Iztok n’eut que 20 numéros, elle était l’une des meilleures revues de l’époque : textes clairs, sujets variés présentant et des articles théoriques et des articles d’actualité.

Entre autres particularités, il faut noter qu’Iztok eut des éditions en langues étrangères : bulgare, russe, polonais, roumains. Il ne m’a été possible que de trouver un numéro en bulgare et un autre en polonais. J’espère pouvoir les publier, mais rien n’est moins sûr.

Nous publions ici le texte envoyé à Iztok par un camarade de la Coordination libertaire latino-américaine sur les anarchistes cubains pour plusieurs raisons.

D’abord en signe de solidarité : ils sont en exil, comme nous fuyant les prisons de Cuba qui fait partie de l’empire moscovite comme la Bulgarie, la Pologne, etc.

Ensuite par intérêt historique — il nous donne des informations sur l’activité libertaire à Cuba de 1885 à 1959.
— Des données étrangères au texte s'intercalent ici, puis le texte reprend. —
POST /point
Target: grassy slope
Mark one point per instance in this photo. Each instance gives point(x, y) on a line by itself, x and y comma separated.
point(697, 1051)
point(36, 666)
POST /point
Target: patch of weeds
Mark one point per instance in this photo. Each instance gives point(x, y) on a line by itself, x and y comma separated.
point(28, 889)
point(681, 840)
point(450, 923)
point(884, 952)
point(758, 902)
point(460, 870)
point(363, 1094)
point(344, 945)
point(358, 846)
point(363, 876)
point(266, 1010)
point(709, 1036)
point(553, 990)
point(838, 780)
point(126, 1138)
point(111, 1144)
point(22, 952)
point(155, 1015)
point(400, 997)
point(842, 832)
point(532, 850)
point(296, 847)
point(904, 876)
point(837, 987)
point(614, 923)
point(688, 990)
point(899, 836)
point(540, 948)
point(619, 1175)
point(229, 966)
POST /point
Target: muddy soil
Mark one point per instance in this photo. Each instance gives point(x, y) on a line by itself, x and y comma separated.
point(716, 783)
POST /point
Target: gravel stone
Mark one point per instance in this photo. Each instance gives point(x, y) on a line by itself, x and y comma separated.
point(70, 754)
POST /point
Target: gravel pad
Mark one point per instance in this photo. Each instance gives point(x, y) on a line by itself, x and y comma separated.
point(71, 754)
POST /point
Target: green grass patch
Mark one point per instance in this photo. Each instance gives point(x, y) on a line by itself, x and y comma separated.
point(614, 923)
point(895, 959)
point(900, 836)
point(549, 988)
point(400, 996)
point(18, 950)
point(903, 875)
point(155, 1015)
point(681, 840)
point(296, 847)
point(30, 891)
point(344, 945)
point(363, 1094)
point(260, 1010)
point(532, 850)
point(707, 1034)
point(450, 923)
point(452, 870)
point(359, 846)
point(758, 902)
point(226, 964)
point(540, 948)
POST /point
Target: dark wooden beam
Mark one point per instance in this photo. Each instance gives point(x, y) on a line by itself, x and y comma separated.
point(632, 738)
Enfin ce texte pose un problème théorique, celui de la « pensée totalitaire ». Cette manière de penser est courante et évidente dans tous les systèmes politiques, philosophiques et idéologiques totalitaires. Mais elle peut exister et elle existe sûrement dans chaque individu, à différents degrés ; par conséquent elle peut exister aussi dans chaque groupe humain, n’importe lequel. Un autre problème que le camarade soulève concerne notre attitude vis-à-vis des conflits mondiaux entre les deux superpuissances pour la domination de la planète. Si théoriquement notre attitude est claire et nette, dans la pratique il n’est pas toujours facile de se situer. Notre propre expérience nous oblige souvent à mettre les points sur les « i ». Le fait que nous ayons quitté le « paradis socialiste » (et leurs goulags !) ne signifie pas automatiquement que nous acceptons et approuvons tous les systèmes politiques dans les pays où nous sommes obligés de vivre maintenant. Le socialisme, et nous faisons partie de ce courant, s’est constitué au milieu du XIXe siècle en opposition au système capitaliste classique. Nous ne pouvons pas nier nos origines ni notre opposition au système capitaliste qui malgré beaucoup de changements secondaires garde toujours l’essentiel, c’est à dire la domination et l’exploitation.

Mais depuis un siècle, il y a un « fait nouveau » : l’existence d’un autre système politique et économique qui prétend être « socialiste ». Nous ne sommes pas d’accord avec lui non plus : non seulement parce qu’il a exterminé tous nos camarades et interdit toute autre pensée que sa « vérité » à lui, mais aussi parce que ce système au lieu d’éliminer la domination et l’exploitation les a perpétués et perfectionnés.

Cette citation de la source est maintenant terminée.